要害山登山口の山ノ神神社でお参りしてから入山する。「秋葉神社大権現」の標識が山頂方向を示している。小さな小屋の横を通って、植林帯と雑木林の間に付けられた登山道を急登していく。
背後の眺めが再び開けると、あっけなく社とベンチのある要害山山頂に着いた。さっき下から見上げていた大木がすでに目の前にある。
そして展望がすばらしい。桂川と中央自動車道を隔てて中央線沿線や御坂、前道志の山々がずらりと並び、大室山・蛭ヶ岳など丹沢の山も大きい。そしてそれらの中央には白銀の富士山が燦然と輝く。
案内板によると、この要害山は大倉砦(とりで)と呼ぶとのことだ。周りより一段高い所が小広い平坦地になっていて、見るからに城郭として作られた地形である。小広い平坦地と言っても、よく時代劇で見るような大きなお城が建つような広さはなく、せいぜい3LDKくらいの戸建て住宅が建てられるくらいだ。
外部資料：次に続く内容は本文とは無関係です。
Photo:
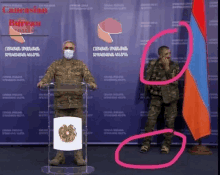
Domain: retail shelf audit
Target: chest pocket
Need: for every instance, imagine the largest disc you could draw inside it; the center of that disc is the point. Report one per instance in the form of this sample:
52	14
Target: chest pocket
76	72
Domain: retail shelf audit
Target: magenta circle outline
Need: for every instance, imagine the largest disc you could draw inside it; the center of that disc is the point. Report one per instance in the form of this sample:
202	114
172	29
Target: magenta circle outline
164	32
159	166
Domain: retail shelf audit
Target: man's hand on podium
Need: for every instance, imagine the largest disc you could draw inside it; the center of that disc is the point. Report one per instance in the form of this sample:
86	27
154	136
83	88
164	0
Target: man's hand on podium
93	85
40	84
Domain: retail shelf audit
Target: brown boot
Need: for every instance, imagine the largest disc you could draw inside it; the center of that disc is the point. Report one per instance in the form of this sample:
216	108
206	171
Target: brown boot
78	158
58	159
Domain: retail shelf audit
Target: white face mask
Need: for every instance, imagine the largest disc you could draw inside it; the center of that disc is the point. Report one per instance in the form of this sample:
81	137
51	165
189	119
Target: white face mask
68	54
この山城は人が定住するようなものではなく、戦火が上がると将軍勢が山に上がって立て篭る、というような使われ方がされていたのだろう。
今日の行程は長いので、先に進む。緩く下っていくとヒノキの植林帯に入り、鞍部は峠となっていた。登下地区と大倉地区から道が上がってきている。再び開けた稜線に出るとヤセ尾根となり、小ピークを越えたところの風の神では要害山以上の好展望が得られた。正面には権現山や扇山が高く、堂々としている。
右折して急坂を下ると再び植林下の静かな道へ。尾根が広がって方向感がつかみにくいところも出てくるが、上野原市のパンフレットで紹介されているコースであるが故、指導標は随所に立っていて迷うことはない。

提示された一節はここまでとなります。